I had a quick shower and removed
all my makeup from my face. I had my last minute checks and made sure I
remembered my phone and Bill, one of my little puffalump toys. I had, had Bill
since I was 1 years old. Little did I know, mum had packed Jewy, my blue
puffalump that looked so overused and broken. Jewy had been my favourite since
I was 1 and anytime I was in pain, upset or ill I would cuddle it to feel
better. At 23 you would think I had got over this stage. But I haven’t. haha. I
still cuddle her every night when I am in pain or upset. I think it is nice to
have something that brings you comfort in the bad times. There is not always someone
around to give you a cuddle when you need it, so my Jewy makes a good
substitute.
We arrived at the hospital and I
remember wheeling my heavy bag along the car park and into the old spooky
building where my brother had died. It was bright sunshine outside and it was
set to be a beautiful day. We arrived at the ward to find a queue of around 10
people. The nurse was explaining that there were a shortage of beds and not
everyone would be able to have their operations today. This ward was for limbs,
elderly patients and orthognathic and jaw surgery cases. I remember saying to
mum, I have not gone through all this stress for nothing and so they’d better
have a bed for me…otherwise I would have gone private. This made me very
stressed whilst we waited to be allocated a bed. We were called before the
others and put into a small room on the ward. The nurse said this would not be
my room after the operation and that I should not unpack my things, they could
all be put into a locker. She then came in a handed me a lovely hospital gown,
white stockings and paper knickers. All I can say here was OMG. My jaw dropped.

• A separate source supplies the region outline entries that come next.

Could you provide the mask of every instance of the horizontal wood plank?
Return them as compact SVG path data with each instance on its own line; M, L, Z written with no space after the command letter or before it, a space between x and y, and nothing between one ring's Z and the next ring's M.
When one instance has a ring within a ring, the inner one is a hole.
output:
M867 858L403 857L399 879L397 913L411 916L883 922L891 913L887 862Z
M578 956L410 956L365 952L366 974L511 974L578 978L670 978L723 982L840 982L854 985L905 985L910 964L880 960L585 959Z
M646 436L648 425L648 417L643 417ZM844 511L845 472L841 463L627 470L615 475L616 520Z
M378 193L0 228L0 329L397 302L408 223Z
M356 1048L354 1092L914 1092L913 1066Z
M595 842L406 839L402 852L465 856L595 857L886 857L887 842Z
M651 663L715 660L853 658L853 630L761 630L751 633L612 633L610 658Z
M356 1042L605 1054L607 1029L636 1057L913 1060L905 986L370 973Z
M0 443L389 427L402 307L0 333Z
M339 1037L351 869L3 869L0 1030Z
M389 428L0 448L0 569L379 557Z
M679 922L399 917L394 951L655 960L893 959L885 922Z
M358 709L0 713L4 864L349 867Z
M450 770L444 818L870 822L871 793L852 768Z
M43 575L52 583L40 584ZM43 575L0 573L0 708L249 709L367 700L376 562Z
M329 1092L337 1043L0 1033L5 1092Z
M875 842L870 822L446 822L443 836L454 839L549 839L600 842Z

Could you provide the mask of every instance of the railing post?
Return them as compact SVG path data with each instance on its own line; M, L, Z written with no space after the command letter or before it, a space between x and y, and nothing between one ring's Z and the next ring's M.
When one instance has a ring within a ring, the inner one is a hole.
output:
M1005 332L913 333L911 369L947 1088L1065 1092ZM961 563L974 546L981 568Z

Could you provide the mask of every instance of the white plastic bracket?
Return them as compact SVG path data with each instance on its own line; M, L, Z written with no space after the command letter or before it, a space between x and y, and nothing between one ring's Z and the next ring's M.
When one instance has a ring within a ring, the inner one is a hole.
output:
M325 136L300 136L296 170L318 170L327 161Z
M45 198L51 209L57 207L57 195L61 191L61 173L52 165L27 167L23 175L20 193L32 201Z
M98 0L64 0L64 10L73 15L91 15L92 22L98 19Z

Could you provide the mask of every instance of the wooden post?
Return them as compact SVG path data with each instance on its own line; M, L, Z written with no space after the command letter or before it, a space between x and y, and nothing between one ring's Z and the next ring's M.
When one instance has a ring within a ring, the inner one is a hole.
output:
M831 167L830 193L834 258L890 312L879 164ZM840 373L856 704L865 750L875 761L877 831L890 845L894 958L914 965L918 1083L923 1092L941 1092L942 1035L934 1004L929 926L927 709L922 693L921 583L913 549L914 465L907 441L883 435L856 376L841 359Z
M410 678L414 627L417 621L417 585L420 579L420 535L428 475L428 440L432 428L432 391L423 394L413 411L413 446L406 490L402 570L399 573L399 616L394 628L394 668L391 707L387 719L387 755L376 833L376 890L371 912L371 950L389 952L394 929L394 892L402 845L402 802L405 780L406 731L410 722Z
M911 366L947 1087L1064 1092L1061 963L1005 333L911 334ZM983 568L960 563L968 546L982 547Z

Firstly, why do I have to wear paper knickers and what if I was on my period at
the time? I was not… luckily but it still made me angry. Secondly, the hospital
gown she gave me was falling to pieces and had dry blood stains all over it. I
cried at this point. Is this the level of hygiene and care I should be
expecting for the rest of my stay here? My mum was furious and asked the lady
politely for a clean gown. The nurse replied that it was clean, just stained.
Mum persisted and informed her that if the gown was in fact sanitised and clean
there would be no stains remaining. The nurse eventually huffed and puffed and
got me another semi clean gown. What has the NHS become? It is no longer a health service it is just a
money making machine.
So after the drama of the dirty
gown and paper knickers I was wired up to check my sats, pulse and temperature.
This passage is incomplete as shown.